Screen Australia is mentioned sporadically within Revive such as funding being provided via the agency for the games industry. There is also continued support for investment in large-scale screen productions in Australia. The policy refers to the screen sector having a record year in 2021-2, with production activity levels high.

This presumably means that the government believes the reductions in funding to Screen Australia over the past few years do not require reversal. The buoyant levels of production are, however, largely due to the influx of large-scale international productions that shoot in Australia, employing many Australian cast and crew but not local writers or directors.

Screenwriting and gender?

A new body, Writers Australia, will be established, focussing on support for the literature sector. Support for other forms of writing such as screenwriting is not mentioned.

There was scant attention to gender equality despite the known reality of unequal salaries for women in the screen sector as shown by Screen Australia’s Gender Matters research, and a lack of opportunity for women. However, the slogan ‘a place for every story, a story for every place’ is an implicit recognition for the need for inclusive policies within the arts and representation of minorities on our stages and screens.

Intersectional considerations are implied in the new policy, but not specifically called out.  Forms of discrimination (such as sexism, racism, classism, and ageism) interact to further exacerbate inequality and marginalisation.

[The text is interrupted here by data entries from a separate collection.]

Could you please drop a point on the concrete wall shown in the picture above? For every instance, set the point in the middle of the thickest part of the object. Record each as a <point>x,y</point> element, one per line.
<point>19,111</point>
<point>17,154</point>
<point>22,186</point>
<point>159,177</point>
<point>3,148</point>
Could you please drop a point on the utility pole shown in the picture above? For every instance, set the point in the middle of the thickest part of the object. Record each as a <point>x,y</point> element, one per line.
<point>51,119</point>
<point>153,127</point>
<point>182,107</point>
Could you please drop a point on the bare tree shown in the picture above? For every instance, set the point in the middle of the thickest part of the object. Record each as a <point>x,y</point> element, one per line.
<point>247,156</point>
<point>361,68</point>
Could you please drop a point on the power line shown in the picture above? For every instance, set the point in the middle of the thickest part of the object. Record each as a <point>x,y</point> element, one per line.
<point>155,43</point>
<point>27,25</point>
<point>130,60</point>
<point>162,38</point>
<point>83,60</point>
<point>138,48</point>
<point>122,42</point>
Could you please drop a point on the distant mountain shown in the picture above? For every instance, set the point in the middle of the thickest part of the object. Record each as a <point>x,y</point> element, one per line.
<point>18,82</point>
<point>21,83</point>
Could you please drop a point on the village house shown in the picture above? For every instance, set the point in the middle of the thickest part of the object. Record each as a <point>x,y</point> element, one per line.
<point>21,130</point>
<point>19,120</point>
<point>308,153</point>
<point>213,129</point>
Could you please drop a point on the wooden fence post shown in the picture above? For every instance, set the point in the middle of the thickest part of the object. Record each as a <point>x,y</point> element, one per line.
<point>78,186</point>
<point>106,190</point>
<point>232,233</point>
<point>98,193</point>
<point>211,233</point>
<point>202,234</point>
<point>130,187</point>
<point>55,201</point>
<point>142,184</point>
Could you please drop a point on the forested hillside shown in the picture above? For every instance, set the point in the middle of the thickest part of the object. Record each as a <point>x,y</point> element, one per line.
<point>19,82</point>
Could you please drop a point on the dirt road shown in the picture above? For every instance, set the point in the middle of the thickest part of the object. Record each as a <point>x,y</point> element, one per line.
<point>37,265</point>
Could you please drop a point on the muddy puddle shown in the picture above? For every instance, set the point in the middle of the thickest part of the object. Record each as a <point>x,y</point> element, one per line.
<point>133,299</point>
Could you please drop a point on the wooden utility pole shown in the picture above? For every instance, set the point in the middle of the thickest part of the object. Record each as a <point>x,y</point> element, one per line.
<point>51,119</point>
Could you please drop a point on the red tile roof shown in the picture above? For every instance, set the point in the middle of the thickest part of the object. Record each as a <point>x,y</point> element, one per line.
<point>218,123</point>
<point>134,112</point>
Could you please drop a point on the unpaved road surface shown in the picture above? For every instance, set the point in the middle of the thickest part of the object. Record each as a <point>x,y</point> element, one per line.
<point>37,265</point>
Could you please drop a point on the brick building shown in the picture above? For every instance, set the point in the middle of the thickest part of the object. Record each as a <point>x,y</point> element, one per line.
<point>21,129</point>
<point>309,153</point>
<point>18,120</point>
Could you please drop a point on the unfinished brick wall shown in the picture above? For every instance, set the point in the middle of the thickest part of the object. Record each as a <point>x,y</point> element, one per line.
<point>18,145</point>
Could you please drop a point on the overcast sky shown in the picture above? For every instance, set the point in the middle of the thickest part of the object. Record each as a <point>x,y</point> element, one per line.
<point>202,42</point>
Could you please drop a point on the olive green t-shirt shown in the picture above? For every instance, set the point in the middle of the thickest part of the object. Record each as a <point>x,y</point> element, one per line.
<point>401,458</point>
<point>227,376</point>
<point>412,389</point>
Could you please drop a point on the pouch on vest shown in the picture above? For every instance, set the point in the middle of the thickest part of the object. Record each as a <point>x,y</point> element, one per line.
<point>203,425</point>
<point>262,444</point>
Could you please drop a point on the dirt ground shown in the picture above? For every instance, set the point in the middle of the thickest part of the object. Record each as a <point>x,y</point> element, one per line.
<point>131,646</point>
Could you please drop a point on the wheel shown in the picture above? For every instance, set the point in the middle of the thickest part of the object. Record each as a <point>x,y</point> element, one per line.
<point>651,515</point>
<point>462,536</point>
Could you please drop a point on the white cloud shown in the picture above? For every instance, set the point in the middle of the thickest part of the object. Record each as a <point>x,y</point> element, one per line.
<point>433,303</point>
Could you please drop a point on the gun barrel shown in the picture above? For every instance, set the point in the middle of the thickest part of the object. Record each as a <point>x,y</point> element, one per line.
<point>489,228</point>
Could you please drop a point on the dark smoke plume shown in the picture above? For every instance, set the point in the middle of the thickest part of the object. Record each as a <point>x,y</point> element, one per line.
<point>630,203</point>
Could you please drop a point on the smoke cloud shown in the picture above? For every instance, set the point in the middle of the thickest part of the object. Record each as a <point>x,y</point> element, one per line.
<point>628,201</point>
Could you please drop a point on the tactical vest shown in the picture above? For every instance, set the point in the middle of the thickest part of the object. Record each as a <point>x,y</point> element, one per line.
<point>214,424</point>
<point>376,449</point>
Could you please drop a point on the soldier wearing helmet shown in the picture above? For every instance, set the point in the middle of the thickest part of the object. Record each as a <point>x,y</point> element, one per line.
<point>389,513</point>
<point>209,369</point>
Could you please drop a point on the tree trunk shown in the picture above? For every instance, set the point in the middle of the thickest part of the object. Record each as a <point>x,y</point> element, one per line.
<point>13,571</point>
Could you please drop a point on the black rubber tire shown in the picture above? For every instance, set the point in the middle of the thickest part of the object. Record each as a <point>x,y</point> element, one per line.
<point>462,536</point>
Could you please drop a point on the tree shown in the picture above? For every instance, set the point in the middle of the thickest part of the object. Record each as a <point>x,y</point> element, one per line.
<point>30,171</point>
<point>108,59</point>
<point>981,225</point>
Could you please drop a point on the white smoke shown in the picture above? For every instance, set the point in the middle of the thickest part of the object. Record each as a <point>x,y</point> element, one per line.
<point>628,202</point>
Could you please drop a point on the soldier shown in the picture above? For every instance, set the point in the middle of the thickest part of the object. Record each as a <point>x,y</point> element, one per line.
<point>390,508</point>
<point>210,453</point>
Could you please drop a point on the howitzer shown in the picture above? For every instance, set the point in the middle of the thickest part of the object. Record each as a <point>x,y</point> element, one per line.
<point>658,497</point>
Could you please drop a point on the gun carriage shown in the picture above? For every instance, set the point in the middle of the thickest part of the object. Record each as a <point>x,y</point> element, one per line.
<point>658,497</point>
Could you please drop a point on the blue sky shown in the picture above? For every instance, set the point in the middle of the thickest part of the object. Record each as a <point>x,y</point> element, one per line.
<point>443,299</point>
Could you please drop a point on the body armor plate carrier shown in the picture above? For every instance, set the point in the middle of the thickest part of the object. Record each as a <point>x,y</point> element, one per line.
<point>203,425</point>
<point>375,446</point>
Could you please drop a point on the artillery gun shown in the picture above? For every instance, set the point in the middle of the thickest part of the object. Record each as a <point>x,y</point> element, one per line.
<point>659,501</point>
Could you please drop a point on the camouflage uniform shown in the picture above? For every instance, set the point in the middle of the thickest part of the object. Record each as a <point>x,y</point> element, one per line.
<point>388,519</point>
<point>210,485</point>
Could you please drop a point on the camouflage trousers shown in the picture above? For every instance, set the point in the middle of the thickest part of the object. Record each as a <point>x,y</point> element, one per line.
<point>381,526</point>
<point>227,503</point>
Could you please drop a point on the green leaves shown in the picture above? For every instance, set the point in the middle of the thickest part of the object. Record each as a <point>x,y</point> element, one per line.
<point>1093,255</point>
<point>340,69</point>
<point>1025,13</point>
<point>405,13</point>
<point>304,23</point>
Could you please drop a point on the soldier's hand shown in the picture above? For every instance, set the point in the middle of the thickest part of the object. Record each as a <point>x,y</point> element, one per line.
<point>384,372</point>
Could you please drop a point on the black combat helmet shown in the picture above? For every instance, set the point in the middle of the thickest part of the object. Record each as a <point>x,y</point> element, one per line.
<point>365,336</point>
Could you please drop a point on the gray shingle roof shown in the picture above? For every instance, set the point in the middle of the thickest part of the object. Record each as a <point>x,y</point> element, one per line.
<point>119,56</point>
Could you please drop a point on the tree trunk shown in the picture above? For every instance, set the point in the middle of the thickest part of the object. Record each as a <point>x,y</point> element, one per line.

The arts are positioned as crucial to the Albanese government’s mission, and a significant commitment, and value, is placed on enabling our education system to give students at all levels access to arts, humanities, media, and entertainment. This focus on young people, who are our future, is welcome.

Along with that is recognition of the importance of digital media literacy, that not only is our human right to creativity recognised, but that skills to navigate, interrogate, critique, and ethically create arts is essential, and that is a key role for educators. The policy embraces arts, humanities, media, and entertainment as crucial to society and this government, and digital inclusion, especially for Indigenous Australians, as a priority.

The focus on diversity includes community media, an important vehicle for supporting diverse voices.  The initiative of an Arts and Disability Plan is a welcome part of policy, which recognises diversity, essential to innovation. This position has been adopted by all screen agencies and arts organisations, but leadership is important, where a government leans in is where we can expect action.

The focus of this arts policy marks a return to placing cultural goods as a worthy end, without needing to justify the arts in terms of economic gains alone. That is worthwhile. As Burke exhorted, the rest is up to you, challenging the screen industry, artists, and agencies in attendance to ensure that the policy translates into concrete results over the next five years.

Professor Lisa French is Dean of RMIT’s School of Media and Communication. She is internationally recognised for her research on Australian in film and has served on numerous industry boards, including the Australian Film Institute (AFI), The Melbourne International Film Festival (MIFF), and Screen Australia’s Gender Matters Taskforce. 

Mark Poole is the head of the Australian Directors’ Guild in Victoria and chair of the RMIT Screenwriting industry advisory committee. He has served on the boards of the Australian Writers’ Guild and Australian Directors’ Guilds and is a writer and director of drama and documentary.